The alleged hacking of the UK 2011 Census database and cyber attacks on Sega, the CIA’s website, and the International Monetary Fund are the latest in a string of attacks on high-profile companies and agencies that have also included Sony’s Playstation Network, US defense contractor Lockheed Martin and Citigroup. There is speculation, and indeed apprehension, that these types of attacks might be directed at power systems, electrical systems and other critical infrastructure in the foreseeable future.

While most of the incidents reported in the press appear to have a US origin, such incidents do have local implications. Of the 100 million accounts reportedly affected by the hacking of Sony’s Playstation Network, 400,000 of them were Hong Kong accounts. The Privacy Commissioner for Personal Data in Hong Kong announced that he had commenced a compliance check to probe into the data breach. The Commissioner’s Office is also investigating whether Sony had taken all practicable steps to protect customer data against hacking.

Right now, Hong Kong does not have a mandatory data breach notification system, unlike some of the states in the US. This means that notifications are not required to be made to the Commissioner’s Office or to affected individuals when a breach of security leads to an unauthorised disclosure of personal data. Current proposals to amend the Personal Data (Privacy) Ordinance do not include the introduction of a mandatory system. However, even without regulatory intervention, and despite the costs involved in doing so, some entities do choose to notify individuals who are affected by a data breach.

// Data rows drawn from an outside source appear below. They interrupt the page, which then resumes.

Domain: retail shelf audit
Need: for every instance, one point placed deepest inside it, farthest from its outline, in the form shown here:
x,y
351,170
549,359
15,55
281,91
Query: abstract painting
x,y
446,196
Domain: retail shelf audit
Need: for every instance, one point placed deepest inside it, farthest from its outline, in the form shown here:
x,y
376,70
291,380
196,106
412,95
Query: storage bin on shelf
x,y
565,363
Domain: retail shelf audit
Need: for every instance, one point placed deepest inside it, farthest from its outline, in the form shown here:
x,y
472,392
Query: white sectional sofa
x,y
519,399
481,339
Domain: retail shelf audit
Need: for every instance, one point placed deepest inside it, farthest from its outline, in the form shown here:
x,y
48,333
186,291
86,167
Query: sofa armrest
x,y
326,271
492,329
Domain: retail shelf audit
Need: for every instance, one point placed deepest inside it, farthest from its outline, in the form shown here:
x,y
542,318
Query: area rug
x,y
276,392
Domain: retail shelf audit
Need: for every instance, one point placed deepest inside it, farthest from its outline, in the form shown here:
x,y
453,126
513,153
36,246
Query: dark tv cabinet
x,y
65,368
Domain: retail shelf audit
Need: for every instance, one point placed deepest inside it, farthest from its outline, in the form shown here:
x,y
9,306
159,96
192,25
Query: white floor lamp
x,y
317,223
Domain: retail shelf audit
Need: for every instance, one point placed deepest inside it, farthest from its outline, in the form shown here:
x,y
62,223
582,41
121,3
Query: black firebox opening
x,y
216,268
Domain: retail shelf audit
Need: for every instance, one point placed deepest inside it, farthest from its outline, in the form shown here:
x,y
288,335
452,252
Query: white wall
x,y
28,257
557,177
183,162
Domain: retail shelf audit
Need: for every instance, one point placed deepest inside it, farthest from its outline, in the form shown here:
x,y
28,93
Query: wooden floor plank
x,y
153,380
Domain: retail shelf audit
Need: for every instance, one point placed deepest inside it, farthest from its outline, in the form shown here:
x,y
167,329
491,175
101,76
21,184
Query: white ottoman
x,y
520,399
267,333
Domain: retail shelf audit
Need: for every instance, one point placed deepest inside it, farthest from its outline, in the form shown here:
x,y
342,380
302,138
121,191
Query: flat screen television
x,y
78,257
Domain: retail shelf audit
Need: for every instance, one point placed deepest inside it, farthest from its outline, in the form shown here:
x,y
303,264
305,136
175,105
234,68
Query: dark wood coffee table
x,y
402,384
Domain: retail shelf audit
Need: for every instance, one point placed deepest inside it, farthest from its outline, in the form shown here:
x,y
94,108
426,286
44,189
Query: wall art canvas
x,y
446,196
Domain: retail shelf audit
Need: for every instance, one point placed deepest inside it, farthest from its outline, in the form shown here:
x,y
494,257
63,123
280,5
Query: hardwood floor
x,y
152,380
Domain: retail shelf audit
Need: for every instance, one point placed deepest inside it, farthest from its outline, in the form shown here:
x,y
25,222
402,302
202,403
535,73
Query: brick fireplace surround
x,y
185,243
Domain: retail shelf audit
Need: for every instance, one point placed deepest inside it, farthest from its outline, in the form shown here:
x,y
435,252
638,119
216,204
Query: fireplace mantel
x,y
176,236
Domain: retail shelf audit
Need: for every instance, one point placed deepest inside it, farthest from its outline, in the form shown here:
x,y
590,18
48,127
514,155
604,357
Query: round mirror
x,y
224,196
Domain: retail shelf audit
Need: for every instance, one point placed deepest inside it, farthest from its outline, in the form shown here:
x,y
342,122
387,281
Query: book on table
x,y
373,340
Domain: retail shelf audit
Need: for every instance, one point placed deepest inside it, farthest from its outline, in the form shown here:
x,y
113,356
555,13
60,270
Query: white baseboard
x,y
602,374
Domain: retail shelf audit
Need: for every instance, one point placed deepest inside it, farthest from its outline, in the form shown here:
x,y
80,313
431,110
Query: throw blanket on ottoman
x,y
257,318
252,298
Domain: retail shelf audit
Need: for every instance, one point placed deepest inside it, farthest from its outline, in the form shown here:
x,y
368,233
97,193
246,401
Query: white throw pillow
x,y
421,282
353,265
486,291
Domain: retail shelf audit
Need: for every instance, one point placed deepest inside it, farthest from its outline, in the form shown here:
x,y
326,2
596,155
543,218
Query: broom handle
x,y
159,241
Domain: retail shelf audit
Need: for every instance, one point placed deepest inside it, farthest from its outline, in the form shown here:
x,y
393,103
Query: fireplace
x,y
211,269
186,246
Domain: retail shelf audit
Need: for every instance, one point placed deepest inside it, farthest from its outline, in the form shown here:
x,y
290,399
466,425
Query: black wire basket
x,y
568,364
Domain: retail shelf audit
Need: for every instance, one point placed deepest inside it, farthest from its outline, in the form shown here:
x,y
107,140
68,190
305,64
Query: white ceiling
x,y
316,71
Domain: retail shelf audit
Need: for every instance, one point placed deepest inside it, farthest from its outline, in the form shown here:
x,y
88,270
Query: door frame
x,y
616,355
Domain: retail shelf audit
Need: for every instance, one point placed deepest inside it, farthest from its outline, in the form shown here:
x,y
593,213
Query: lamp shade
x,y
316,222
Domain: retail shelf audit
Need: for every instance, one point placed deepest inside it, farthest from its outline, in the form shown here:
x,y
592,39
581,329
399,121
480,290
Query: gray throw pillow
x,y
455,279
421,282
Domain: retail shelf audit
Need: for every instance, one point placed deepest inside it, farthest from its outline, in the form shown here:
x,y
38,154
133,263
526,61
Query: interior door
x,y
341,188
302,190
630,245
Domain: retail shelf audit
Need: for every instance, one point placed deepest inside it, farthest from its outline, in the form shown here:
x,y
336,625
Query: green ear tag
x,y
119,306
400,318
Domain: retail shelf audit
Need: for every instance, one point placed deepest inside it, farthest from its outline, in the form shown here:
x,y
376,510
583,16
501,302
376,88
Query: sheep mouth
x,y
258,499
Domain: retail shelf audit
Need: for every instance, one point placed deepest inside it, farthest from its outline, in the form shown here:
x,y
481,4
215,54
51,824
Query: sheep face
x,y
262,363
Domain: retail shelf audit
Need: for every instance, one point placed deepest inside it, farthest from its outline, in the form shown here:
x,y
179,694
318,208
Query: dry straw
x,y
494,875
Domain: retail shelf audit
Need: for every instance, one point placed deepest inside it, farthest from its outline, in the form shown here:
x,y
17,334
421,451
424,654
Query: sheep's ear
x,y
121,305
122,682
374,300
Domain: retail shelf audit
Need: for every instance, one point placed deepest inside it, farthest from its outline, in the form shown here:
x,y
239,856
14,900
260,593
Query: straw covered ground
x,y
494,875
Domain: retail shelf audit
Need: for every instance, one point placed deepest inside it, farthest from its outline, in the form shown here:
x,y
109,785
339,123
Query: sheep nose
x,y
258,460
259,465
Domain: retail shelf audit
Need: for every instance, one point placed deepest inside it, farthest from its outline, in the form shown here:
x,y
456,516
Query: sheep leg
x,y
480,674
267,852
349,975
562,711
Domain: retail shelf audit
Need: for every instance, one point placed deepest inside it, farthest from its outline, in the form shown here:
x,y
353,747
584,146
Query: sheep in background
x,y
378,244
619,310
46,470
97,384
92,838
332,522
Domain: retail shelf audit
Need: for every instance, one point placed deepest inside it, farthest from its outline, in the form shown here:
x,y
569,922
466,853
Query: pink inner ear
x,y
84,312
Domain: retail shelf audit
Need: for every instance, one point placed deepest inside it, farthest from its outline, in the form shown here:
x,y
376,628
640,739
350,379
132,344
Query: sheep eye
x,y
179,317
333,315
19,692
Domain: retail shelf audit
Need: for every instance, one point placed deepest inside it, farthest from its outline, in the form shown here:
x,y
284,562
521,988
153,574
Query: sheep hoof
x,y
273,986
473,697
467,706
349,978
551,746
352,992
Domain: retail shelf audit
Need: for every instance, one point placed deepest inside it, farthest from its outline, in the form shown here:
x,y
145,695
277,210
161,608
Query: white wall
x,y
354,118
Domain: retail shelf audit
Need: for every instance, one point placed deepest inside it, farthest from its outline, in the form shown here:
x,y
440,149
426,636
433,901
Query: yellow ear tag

Notifications of data breaches, and the associated expenses, are but one of the many consequences that might be faced by an entity which has encountered a cyber security breach. A cyber attack can cost an entity many millions of dollars. The recent spate of high-profile security breaches would, therefore, seem to be a welcome marketing tool for insurers selling cyber insurance. The recent incidents certainly raise awareness about the role which cyber insurance can play in transferring risk and in increasing cyber security. 

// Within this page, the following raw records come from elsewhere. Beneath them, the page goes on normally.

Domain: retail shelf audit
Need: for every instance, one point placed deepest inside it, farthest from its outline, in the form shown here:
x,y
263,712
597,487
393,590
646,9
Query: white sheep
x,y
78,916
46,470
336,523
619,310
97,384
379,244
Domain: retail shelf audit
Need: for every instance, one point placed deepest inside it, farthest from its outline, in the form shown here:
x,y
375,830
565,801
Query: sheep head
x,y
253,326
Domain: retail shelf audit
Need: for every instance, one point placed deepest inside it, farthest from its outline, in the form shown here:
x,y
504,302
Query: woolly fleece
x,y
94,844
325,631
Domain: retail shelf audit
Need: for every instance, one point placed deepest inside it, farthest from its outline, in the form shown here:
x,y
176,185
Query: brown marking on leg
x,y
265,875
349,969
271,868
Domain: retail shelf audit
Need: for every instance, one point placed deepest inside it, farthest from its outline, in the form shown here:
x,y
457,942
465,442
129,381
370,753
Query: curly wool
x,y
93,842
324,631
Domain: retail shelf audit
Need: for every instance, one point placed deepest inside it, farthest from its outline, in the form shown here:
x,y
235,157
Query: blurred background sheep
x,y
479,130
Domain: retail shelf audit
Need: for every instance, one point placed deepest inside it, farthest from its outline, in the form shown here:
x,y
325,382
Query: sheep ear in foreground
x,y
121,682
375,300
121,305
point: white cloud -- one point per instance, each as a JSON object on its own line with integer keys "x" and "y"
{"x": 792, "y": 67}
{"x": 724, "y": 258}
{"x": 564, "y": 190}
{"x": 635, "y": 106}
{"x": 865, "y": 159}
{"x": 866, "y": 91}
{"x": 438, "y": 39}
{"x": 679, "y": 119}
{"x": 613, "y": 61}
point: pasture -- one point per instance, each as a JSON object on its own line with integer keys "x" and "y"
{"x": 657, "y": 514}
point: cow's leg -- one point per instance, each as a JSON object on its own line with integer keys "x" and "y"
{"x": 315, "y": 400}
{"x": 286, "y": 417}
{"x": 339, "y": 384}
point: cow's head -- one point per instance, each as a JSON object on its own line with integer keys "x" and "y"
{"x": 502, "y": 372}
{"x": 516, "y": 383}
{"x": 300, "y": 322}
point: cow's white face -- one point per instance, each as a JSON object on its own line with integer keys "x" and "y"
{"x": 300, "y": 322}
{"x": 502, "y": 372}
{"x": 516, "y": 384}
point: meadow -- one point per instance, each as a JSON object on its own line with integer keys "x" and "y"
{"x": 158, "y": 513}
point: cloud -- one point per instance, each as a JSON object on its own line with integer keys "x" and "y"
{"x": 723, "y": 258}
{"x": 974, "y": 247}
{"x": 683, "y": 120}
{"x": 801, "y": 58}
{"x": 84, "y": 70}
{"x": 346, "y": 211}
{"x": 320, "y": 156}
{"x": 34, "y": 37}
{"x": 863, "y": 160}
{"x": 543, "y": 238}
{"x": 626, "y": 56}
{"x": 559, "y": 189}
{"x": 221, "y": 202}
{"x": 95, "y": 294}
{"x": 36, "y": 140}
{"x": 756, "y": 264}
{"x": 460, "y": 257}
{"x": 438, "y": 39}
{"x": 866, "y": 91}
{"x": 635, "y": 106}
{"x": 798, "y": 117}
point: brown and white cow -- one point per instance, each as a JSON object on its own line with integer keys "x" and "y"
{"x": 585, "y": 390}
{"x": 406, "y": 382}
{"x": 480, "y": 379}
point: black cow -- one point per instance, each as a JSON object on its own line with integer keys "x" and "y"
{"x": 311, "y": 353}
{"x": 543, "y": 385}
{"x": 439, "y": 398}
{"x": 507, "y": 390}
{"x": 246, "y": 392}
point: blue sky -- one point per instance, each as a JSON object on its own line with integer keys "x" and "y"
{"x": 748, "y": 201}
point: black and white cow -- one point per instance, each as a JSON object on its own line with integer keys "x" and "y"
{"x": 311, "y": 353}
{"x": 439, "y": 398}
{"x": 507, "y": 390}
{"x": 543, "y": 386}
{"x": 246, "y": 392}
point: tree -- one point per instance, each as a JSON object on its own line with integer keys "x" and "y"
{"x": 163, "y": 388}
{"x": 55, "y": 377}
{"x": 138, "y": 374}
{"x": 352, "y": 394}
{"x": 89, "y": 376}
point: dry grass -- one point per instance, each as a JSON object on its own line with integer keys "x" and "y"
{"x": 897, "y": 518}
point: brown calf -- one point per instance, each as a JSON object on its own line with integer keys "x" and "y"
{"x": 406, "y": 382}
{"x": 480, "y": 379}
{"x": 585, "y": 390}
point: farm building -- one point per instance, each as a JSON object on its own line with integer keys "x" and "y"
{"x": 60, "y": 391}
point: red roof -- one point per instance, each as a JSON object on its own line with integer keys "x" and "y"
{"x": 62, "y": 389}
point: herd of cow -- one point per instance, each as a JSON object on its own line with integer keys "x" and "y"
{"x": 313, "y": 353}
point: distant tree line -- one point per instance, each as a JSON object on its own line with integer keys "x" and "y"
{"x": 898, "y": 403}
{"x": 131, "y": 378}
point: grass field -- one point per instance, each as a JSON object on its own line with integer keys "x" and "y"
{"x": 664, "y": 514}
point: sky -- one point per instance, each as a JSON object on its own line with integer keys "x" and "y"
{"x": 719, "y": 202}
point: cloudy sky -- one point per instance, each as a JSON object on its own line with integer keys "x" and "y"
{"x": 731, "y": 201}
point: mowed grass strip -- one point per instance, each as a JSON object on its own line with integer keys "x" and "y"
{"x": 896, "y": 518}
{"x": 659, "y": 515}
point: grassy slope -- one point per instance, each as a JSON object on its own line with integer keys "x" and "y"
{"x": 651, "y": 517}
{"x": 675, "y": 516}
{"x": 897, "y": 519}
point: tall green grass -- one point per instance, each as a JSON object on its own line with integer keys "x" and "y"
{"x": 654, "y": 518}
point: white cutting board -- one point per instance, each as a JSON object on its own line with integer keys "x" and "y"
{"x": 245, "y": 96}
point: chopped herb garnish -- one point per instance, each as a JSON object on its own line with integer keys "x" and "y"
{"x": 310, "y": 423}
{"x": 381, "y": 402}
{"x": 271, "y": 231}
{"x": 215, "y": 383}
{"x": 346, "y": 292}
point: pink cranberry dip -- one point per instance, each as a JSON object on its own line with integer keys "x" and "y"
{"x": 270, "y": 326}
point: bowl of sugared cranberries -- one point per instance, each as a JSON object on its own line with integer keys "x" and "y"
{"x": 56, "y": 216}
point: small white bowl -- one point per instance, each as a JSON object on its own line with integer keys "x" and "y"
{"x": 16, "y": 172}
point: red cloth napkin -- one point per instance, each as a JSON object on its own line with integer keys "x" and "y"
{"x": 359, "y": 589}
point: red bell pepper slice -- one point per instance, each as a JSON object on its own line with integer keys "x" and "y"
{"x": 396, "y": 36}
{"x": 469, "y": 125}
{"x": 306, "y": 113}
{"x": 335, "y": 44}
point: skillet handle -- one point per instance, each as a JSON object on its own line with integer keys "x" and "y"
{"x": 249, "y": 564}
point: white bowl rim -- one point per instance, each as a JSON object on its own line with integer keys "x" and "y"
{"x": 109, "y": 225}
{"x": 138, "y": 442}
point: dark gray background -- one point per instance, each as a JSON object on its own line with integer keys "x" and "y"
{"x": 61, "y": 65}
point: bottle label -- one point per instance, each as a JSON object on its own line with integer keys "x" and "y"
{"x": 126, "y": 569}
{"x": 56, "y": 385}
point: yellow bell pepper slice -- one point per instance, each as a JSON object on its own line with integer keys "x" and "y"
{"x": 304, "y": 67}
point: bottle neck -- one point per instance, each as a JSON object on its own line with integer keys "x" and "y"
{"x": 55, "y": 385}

Cyber insurance can provide coverage not only for the costs of breach notifications, but also for business interruption losses, the costs of engaging IT forensic experts, extortion losses, as well as credit monitoring expenses and the costs of hiring public relations consultants to deal with reputational damage.

Cyber insurance might also lead to improved cyber security by encouraging the adoption of best practices or preventative measures because insurers will generally require a certain level of security as a precondition of coverage. Premiums may vary depending on the level of security implemented by the insured. Some think that cyber insurance may prove to be an effective, market-driven way of increasing cyber security.

The recent attacks help make a compelling case for purchasing cyber insurance. However, they should also serve as a stark reminder to insurers of the considerable risk they take on in insuring such risks.